Friday, May 22, 2009

Entry: Lion-Eating Poet in the Stone Den

Thanks to SeeaSea for sending me a link to this article!

"Lion-Eating Poet in the Stone Den," on top of being an awesome title in a variety of circumstances, is a classical Mandarin poem written by Yuen Ren Chao, a contemporary Chinese linguist.

In a stunning feet of tonal language acrobatics, the poem is 92 syllables, all of which are "shi." In Hanyu Pinyin, a method of Romanticizing Mandarin, it looks like this:

Shíshì shīshì Shī Shì, shì shī, shì shí shí shī.
Shì shíshí shì shì shì shī.
Shí shí, shì shí shī shì shì.
Shì shí, shì Shī Shì shì shì.
Shì shì shì shí shī, shì shǐ shì, shǐ shì shí shī shìshì.
Shì shí shì shí shī shī, shì shíshì.
Shíshì shī, Shì shǐ shì shì shíshì.
Shíshì shì, Shì shǐ shì shí shì shí shī.
Shí shí, shǐ shí shì shí shī, shí shí shí shī shī.
Shì shì shì shì.

The English translation:

In a stone den was a poet Shi, who was a lion addict, and had resolved to eat ten.
He often went to the market to look for lions.
At ten o'clock, ten lions had just arrived at the market.
At that time, Shi had just arrived at the market.
He saw those ten lions, and using his trusty arrows, caused the ten lions to die.
He brought the corpses of the ten lions to the stone den.
The stone den was damp. He asked his servants to wipe it.
After the stone den was wiped, he tried to eat those ten lions.
When he ate, he realized that these ten lions were in fact ten stone lion corpses.
Try to explain this matter.

Yes, fellow Westerners, in classical Mandarin, "shi" means all those things. Since it's a tonal language, the distinction comes from how each syllable is said (if your voice goes up at the end, for instance).
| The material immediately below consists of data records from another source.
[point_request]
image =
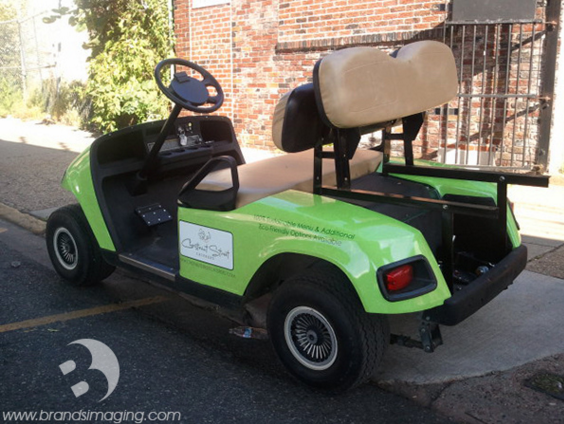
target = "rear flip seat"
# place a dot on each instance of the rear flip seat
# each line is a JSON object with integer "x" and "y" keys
{"x": 286, "y": 172}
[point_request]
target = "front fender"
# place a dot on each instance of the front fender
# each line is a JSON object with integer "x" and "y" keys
{"x": 78, "y": 180}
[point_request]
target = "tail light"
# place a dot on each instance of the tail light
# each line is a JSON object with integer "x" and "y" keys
{"x": 398, "y": 278}
{"x": 406, "y": 279}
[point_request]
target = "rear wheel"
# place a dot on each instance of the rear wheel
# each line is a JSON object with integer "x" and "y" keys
{"x": 73, "y": 249}
{"x": 321, "y": 332}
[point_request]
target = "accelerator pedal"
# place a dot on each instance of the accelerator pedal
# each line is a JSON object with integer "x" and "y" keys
{"x": 153, "y": 214}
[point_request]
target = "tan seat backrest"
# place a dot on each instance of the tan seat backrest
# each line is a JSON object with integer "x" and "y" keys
{"x": 361, "y": 86}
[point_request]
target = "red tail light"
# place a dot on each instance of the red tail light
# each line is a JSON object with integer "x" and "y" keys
{"x": 399, "y": 278}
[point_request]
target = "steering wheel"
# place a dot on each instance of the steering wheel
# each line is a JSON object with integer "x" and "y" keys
{"x": 188, "y": 92}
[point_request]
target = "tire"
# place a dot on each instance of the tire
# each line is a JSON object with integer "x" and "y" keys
{"x": 321, "y": 333}
{"x": 73, "y": 249}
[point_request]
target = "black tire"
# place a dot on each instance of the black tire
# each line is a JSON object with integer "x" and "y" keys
{"x": 321, "y": 332}
{"x": 73, "y": 249}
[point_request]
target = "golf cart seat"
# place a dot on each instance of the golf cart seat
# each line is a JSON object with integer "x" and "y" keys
{"x": 297, "y": 127}
{"x": 362, "y": 86}
{"x": 353, "y": 88}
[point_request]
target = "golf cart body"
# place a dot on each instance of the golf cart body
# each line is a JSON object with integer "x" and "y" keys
{"x": 176, "y": 200}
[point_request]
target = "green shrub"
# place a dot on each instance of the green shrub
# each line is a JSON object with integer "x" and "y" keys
{"x": 127, "y": 39}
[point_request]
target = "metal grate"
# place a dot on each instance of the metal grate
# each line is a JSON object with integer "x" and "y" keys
{"x": 501, "y": 116}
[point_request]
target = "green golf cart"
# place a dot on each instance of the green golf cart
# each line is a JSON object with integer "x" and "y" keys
{"x": 317, "y": 246}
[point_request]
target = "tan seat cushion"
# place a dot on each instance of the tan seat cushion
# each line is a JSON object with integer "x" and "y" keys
{"x": 287, "y": 172}
{"x": 362, "y": 86}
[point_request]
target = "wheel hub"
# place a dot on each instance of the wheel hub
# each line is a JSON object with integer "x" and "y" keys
{"x": 65, "y": 248}
{"x": 310, "y": 338}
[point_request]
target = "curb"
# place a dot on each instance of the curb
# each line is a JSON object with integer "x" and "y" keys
{"x": 27, "y": 222}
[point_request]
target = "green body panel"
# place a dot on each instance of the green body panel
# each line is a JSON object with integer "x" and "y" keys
{"x": 355, "y": 239}
{"x": 78, "y": 180}
{"x": 469, "y": 188}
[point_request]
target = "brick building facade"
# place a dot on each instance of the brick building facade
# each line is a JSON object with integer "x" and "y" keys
{"x": 260, "y": 49}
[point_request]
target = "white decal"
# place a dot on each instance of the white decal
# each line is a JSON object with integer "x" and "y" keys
{"x": 205, "y": 244}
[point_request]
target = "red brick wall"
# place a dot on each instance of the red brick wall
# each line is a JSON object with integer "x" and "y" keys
{"x": 260, "y": 49}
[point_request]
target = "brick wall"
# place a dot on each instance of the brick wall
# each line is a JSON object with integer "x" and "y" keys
{"x": 260, "y": 49}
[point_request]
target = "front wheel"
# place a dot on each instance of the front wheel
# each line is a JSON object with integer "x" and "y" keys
{"x": 73, "y": 249}
{"x": 321, "y": 332}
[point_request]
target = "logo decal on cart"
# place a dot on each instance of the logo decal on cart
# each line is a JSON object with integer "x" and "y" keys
{"x": 207, "y": 245}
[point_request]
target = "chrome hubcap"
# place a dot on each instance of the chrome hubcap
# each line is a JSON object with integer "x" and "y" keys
{"x": 65, "y": 248}
{"x": 310, "y": 338}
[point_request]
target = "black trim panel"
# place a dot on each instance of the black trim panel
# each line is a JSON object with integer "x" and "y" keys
{"x": 464, "y": 303}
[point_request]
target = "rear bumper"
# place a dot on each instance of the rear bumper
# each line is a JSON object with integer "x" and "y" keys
{"x": 464, "y": 303}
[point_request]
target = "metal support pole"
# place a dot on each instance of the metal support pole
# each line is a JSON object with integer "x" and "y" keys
{"x": 553, "y": 10}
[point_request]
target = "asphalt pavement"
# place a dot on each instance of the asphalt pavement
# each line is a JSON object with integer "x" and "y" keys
{"x": 176, "y": 361}
{"x": 480, "y": 375}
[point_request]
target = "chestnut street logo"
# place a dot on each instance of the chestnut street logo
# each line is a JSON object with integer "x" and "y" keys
{"x": 103, "y": 360}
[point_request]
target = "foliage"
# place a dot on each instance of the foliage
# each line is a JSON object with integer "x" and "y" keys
{"x": 64, "y": 101}
{"x": 10, "y": 79}
{"x": 127, "y": 39}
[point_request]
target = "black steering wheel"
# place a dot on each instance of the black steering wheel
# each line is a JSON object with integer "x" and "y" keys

The poem isn't profound (unless there's an extended metaphor in there that went completely over my Western head), but still a really impressive example of constrained writing. I can't even crank out a decent villanelle.

8 comments:

Shannon Lambert said...

Love your blog! I had my own proud wiki moment today in English when the word Miscegenation was used and even the teacher wasn't sure what it meant. Thankfully last week I was reading about ethnic demographic in different countries and happened to follow some links to get to the definition of that very word.
http://en.wikipedia.org/wiki/Miscegenation

Though I prefer when I can use wiki'd knowledge to win at Jeopardy (and by win, I mean get the answer before anyone else at home does).

Regina said...

Wiki is an interesting experiment in collaborative knowledge, sure, but we all know its real purpose is for solving casual disputes and getting good at trivia games.

Unknown said...

There's an Icelandic tongue twister that goes:

"Áki á Á á á á Á."

Supposedly translates (I don't speak Icelandic) to: "Áki on Á has an ewe on Á." Not sure where "Á" is.

Anonymous said...

One thing that I didn't expect that it is the Shi eats lions and he went searching for them. After he killed them he tried to eat them. I think that he needed. it is Generic Viagra

Anonymous said...
This comment has been removed by the author.
Anonymous said...

what a beautiful poem, do you have a more accurate translation? kamagra

Kagami said...

Some people want to replace Chinese character to Latin script in early 20 Century ,but Yuen Ren Chao , as a scholar, write this poem to prove it's impossible. This poem is just for fun.

Melany Flemmings said...

it is such a nice post. Your blog is really helps for my search and amazingly it was on my searching criteria.. I wish everyone there may be savvy enough to you.